On this day in 1810, promoter P.T. Barnum was born. He’s best known for founding Ringling Bros. and Barnum & Bailey Circus, but his colorful life story also includes stints as a politician, businessman, reformer, and perpetrator of hoaxes.

And now….The Mash!

We begin in Tennessee, where new legislation lessens the tax bite on beer. The old law, which based tax on the price of beer, saddled the Volunteer State with the nation’s steepest tax.

The staff of FirstWeFeast.com has scoured the country to find unsung cheap beers. The list is dominated by regional beers like Point Special, Iron City, and Genessee Cream Ale.

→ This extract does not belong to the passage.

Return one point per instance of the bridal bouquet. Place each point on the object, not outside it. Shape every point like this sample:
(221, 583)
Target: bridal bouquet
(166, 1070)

The Festival in Portland, Maine, opened late on account of archaic regulations that bar breweries from pouring their own beer. Organizers scrambled to find volunteers for beer-dispensing duty.

What is it like to ride on the beer train? Scott Rappold of the Colorado Springs Gazette describes his trip on the Rio Grande Scenic Railroad’s annual “Rails to Ales” outing.

Another television series will have its own beer. Albuquerque’s Marble Brewery will brew Heisenberg’s Dark, an India black ale named for Walter White’s drug-dealing alias in Breaking Bad.

Hawaii is surrounded by ocean water, and Aloha Brewing Company is using it to brew Gose beer, a style that originated in Goslar, Germany, whose water is naturally salty.

Finally, a Czech hockey team was forced to leave town because of a dispute over beer. The club played in Budvar Arena, but their league was contractually obligated to serve a competing brand.